U. S. Fidelity Co. v. Bartlett - 231 U.S. 237 (1913)
U.S. Supreme Court
U. S. Fidelity Co. v. Bartlett, 231 U.S. 237 (1913)
United States Fidelity and Guaranty Company v. Bartlett
Argued November 6, 7, 1913
Decided December 1, 1913
231 U.S. 237
A bond given pursuant to the Act of August 13, 1894, c. 280, 28 Stat. 278, for a contract for building a stone breakwater, under the terms of this contract, covers claims for labor on work at the quarry and for hauling and delivering the stone.
Under the circumstances of this case, held that the claims of laborers for wages had been properly assigned to the claimant and clothed him with legal right to maintain an action upon the bond given under the Act of August 13, 1894.
A claim against the surety on the bond of a government contractor will not be rejected as fraudulently excessive where it is shown that claimant's books have been destroyed but he offers to allow credits properly shown on the contractor's books and the record do not
disclose an attempt to recover more than the amount actually due.
A claimant will not be charged with laches when the record does not disclose any delay which affected the relations of the parties or such that should relieve a surety from liability on the contractor's bond.
189 F. 339 affirmed.
The United States, for the benefit of Frank P. Bartlett, brought suit in the Circuit Court of the United States for the Southern District of New York against the plaintiff in error, as surety upon a bond given pursuant to the provisions of an act of Congress (August 13, 1894, 28 Stat. 278, c. 280), to the effect that any person or persons contracting with the government for the prosecution of public work should be required to furnish a bond conditioned that the contractor or contractors would "promptly make payments to all persons supplying him or them labor and materials in the prosecution of the work provided for in such contract." Upon trial, a verdict was rendered in his favor, and judgment entered accordingly. The Circuit Court of Appeals for the Second Circuit affirmed the judgment (189 F. 339), and this writ of error is brought to review its judgment.
The record shows: the United States government contracted with one Donovan on February 18, 1903, for the construction of a breakwater off Point Judith, Rhode Island, it being provided in the contract that he should be "responsible for and pay all liabilities incurred in the prosecution of the work for labor and material." Donovan executed a bond containing the obligation required by the act, with the plaintiff in error as surety. Donovan was associated with Hughes & Bangs, and it was agreed that they should perform the contract, and that he would turn over the government's estimates to them, this fact being known to the plaintiff in error.
An arrangement was made between Hughes Brothers &
Bangs and Bartlett that he should engage the labor, open the quarry of the former, located at Sachems Head, Connecticut, about fifty miles from the breakwater, and superintend the furnishing of stone for the construction of the breakwater. Bartlett was also to maintain a commissary at the quarry from which the men might be supplied with provisions and merchandise, an account to be kept of the articles purchased, and, after approval by the men, forwarded to the office of Hughes Brothers & Bangs, who would deduct the amount from the wages of the laborers, this practice being with their consent, and credit Bartlett's account.

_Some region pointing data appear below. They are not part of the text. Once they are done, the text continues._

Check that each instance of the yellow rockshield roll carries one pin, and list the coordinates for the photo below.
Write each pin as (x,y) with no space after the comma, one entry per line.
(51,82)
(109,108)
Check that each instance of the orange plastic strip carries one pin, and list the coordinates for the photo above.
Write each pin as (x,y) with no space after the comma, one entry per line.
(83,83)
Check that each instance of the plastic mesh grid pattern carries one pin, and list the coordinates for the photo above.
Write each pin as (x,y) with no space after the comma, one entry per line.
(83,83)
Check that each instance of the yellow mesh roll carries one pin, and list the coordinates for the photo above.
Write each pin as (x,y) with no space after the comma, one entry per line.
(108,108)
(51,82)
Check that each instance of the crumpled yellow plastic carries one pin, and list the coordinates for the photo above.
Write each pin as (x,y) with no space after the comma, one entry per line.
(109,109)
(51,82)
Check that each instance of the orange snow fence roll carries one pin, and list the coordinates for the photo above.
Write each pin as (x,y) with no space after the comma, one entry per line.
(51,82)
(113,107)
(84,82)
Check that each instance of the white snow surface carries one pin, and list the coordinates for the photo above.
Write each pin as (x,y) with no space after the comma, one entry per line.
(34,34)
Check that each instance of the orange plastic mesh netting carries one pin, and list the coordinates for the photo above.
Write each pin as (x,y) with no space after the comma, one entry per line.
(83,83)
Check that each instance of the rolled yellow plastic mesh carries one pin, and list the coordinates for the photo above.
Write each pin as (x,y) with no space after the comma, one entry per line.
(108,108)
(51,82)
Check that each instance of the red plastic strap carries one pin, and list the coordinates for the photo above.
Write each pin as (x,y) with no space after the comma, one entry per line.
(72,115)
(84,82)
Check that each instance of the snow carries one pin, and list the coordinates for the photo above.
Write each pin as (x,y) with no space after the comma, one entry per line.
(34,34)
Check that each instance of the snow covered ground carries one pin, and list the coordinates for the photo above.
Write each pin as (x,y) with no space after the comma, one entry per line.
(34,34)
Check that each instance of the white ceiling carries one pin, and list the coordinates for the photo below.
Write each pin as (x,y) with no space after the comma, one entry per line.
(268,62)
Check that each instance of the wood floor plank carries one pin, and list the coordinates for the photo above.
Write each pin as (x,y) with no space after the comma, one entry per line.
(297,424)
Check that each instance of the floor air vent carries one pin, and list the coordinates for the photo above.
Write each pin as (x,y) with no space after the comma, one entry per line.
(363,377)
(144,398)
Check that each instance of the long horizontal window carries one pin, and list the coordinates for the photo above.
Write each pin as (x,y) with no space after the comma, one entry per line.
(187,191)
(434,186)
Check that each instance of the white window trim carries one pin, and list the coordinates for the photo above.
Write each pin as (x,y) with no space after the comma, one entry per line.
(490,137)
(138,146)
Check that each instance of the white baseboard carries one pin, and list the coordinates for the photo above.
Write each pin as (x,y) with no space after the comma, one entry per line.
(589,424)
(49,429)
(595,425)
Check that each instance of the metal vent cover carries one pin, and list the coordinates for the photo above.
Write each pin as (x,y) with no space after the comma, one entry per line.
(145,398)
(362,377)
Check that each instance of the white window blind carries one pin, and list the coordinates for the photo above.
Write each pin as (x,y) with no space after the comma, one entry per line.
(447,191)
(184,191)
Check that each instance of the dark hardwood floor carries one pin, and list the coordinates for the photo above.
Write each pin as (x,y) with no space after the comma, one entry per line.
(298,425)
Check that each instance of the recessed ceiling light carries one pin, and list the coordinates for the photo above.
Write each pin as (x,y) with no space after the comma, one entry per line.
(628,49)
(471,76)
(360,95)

The quarry was operated, labor being employed in various ways, from clearing the surface preparatory to blasting to loading the stone on scows, and the stone was transported to the breakwater and there deposited according to the direction of a government inspector. All, save the inspector and a few of the more skilled workmen, were provided for at the commissary, and, under the arrangement described, the amount of their purchases was deducted from their wages by Hughes Brothers & Bangs. Separate account was kept of the men who were actually employed at the breakwater, for the reason that Bartlett had to wait for them to come back to procure their approval of his charges before he could send in his statement to Hughes Brothers & Bangs.
The contract was completed November 8, 1903, and on December 22, 1903, the last retained percentage of $8,956.44 was paid by the United States. Hughes Brothers & Bangs became insolvent in 1907 or 1908. Suit on the bond was begun June 4, 1909.